In lazy mode, the last batch is filled with extra samples by default so that it has the same dimensions as previous batches. This enables to avoid extra graph compilations during training. You can also discard the last batch with dataloader_drop_last=True.

In lazy mode, the first couple of training iterations may be slower due to graph compilations. To not take them into account in the computation of the throughput at the end of the training, you can add the following training argument: throughput_warmup_steps=2.

Mixed-Precision Training

Mixed-precision training enables to compute some operations using lighter data types to accelerate training. Habana Mixed Precision (HMP) proposes to mix fp32 and bf16 operations.

Please refer to the list of supported PyTorch operators beforehand to make sure the ones you are interested in are compatible with bf16.

To apply HMP, you must set "use_habana_mixed_precision" to true in the Gaudi configuration file. Then, you can specify which operators to compute in bf16 with "hmp_bf16_ops" and which operators to compute in fp32 with "hmp_fp32_ops". If these operators are not specified, their default values are set to be the ones written in the Gaudi configuration file of BERT, which is a good starting point for applying HMP:

"hmp_bf16_ops": [
    "add",
    "addmm",
    "bmm",
    "div",
    "dropout",
    "gelu",
    "iadd",
    "linear",
    "layer_norm",
    "matmul",
    "mm",
    "rsub",
    "softmax",
    "truediv"
],
"hmp_fp32_ops": [
    "embedding",
    "nll_loss",
    "log_softmax"
]

Custom Operators

Habana provides a few custom operators that achieve better performance than their PyTorch counterparts on Gaudi. You can also define your own custom operator for Gaudi as described here.

Fused ADAM

Habana provides a custom fused ADAM implementation.

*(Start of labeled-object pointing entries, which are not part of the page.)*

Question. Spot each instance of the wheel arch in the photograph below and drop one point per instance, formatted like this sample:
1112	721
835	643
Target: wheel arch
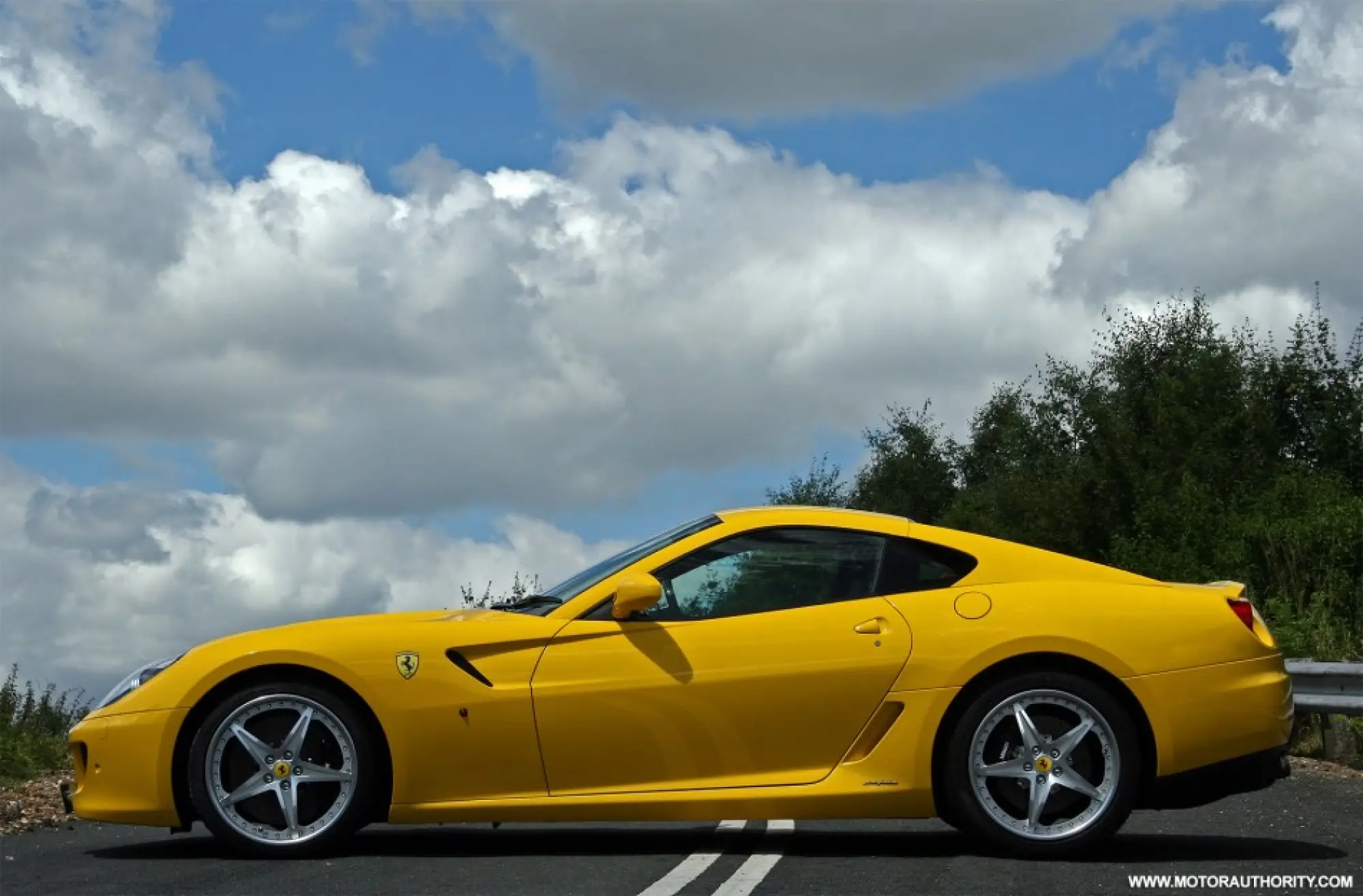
260	676
1046	662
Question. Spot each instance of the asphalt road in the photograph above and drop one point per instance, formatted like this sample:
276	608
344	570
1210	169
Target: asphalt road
1308	824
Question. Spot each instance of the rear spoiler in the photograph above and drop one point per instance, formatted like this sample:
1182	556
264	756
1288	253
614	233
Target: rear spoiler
1231	590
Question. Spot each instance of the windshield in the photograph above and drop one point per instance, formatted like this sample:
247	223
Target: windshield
570	589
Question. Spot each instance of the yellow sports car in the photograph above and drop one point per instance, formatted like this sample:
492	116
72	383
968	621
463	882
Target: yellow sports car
761	664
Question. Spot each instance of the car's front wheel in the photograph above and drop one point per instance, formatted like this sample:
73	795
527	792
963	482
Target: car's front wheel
281	770
1045	764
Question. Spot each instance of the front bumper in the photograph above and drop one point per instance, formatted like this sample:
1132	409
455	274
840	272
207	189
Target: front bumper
123	769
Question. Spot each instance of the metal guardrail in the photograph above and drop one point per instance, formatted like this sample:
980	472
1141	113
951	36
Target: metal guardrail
1327	688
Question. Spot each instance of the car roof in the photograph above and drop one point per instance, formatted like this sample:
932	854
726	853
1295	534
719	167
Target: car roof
838	515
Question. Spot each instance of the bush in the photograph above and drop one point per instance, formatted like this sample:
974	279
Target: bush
1181	451
33	728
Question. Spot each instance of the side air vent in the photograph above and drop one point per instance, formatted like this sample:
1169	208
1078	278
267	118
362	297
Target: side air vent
463	662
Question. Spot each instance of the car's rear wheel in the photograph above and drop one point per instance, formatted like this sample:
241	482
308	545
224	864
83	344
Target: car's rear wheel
1043	764
283	769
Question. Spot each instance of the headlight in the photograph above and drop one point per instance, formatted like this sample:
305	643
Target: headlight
134	681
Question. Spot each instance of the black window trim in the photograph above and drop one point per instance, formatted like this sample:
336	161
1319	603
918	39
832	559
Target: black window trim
932	548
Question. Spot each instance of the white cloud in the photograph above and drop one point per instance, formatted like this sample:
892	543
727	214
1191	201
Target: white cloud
517	337
1257	181
671	298
170	570
764	59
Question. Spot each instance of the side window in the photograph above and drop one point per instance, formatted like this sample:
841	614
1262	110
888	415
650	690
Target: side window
769	570
911	566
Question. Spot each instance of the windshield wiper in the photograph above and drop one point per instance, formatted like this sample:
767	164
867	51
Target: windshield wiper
527	602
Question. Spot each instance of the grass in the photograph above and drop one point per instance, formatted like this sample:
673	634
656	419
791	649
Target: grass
33	728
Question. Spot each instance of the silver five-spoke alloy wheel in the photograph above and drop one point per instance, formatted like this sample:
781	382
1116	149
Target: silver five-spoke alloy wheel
1045	764
281	769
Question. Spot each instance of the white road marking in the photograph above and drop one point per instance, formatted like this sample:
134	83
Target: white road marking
757	865
690	868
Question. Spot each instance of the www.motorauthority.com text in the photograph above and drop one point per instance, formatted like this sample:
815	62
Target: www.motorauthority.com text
1241	882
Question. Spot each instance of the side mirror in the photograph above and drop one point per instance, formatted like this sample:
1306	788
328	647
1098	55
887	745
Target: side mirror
634	594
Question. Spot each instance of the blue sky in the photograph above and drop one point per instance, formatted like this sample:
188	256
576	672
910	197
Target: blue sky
291	80
298	386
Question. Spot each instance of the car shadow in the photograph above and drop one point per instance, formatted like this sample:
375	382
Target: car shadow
483	842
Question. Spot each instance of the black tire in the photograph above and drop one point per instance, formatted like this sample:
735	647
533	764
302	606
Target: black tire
336	831
966	808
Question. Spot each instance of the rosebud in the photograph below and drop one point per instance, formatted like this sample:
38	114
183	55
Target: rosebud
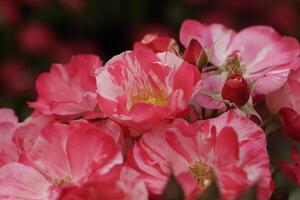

It can be used by specifying "use_fused_adam": true in the Gaudi configuration file.

The default value of epsilon is 1e-6 for the Habana fused ADAM optimizer, while it is 1e-8 for torch.optim.AdamW.

Fused Gradient Norm Clipping

Habana provides a custom gradient norm clipping implementation. It can be used by specifying "use_fused_clip_norm": true in the Gaudi configuration file.

Tracking Memory Usage

Live memory statistics are displayed every logging_steps (default is 500) steps:

  • memory_allocated (GB) refers to the current memory consumption in GB,
  • max_memory_allocated (GB) refers to the maximum memory consumption reached during the run in GB,
  • total_memory_available (GB) refers to the total memory available on the device in GB.

These metrics can help you to adjust the batch size of your runs.

In distributed mode, memory stats are communicated only by the main process.